In deze zaak heeft het Gerechtshof Arnhem-Leeuwarden op 4 juli 2019 uitspraak gedaan in hoger beroep over de inbewaringstelling van een bestuurder, hierna aangeduid als [appellant], die sinds 15 augustus 2018 in verzekerde bewaring is gesteld op grond van artikel 87 van de Faillissementswet (Fw). De rechtbank Midden-Nederland had eerder besloten dat de inbewaringstelling van [appellant] moest voortduren, omdat hij niet voldeed aan zijn informatie- en medewerkingsverplichtingen jegens de curator, mr. D. Steffens. Het hof heeft de feiten en het procesverloop in eerste aanleg besproken, waarbij het hof heeft verwezen naar eerdere beschikkingen van de rechtbank en de argumenten van [appellant] in hoger beroep.
Het hof heeft vastgesteld dat [appellant] geen hoger beroep heeft ingesteld tegen een eerdere beschikking van de rechtbank, waardoor deze in kracht van gewijsde is gegaan. Dit betekende dat de argumenten van [appellant] over de onrechtmatigheid van zijn inbewaringstelling niet konden leiden tot de vernietiging van de bestreden beschikking. Het hof heeft ook de belangenafweging gemaakt tussen de persoonlijke vrijheid van [appellant] en de belangen van de curator, waarbij het hof concludeert dat er nog steeds reëel vluchtgevaar bestaat.

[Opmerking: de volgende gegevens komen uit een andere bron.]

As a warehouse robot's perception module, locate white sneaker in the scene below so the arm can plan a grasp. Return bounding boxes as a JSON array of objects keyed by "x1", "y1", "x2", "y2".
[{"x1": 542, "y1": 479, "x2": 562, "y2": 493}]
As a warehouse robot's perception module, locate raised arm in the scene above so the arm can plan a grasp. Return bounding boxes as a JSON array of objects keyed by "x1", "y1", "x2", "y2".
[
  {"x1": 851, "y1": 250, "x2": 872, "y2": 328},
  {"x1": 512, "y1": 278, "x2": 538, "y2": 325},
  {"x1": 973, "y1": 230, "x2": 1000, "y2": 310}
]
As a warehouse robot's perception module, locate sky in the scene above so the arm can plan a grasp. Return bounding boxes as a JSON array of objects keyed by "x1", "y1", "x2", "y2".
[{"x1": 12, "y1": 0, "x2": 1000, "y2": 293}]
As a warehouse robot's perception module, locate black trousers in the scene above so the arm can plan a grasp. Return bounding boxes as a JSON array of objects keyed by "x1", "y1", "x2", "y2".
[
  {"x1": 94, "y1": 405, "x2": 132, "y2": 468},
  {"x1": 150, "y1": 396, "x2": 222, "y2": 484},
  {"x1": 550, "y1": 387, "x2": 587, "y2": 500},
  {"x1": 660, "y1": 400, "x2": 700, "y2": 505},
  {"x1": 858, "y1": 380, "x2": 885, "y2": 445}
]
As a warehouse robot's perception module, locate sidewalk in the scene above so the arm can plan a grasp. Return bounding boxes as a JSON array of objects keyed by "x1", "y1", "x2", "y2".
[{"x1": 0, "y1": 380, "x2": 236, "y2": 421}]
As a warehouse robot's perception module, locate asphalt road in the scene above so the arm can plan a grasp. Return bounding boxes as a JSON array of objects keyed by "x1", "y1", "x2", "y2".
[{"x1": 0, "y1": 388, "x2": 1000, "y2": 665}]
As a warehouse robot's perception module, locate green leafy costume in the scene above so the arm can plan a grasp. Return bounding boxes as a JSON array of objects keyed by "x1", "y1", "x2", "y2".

De uitspraak van het hof bevestigt dat de inbewaringstelling van [appellant] gerechtvaardigd blijft, gezien zijn onvolledige en tegenstrijdige informatieverstrekking aan de curator. Het hof heeft de beschikking van de rechtbank bekrachtigd, waarmee de inbewaringstelling van [appellant] wordt voortgezet. De zaak illustreert de strikte eisen die aan bestuurders worden gesteld in faillissementssituaties, vooral met betrekking tot hun informatieplicht en de gevolgen van het niet naleven daarvan.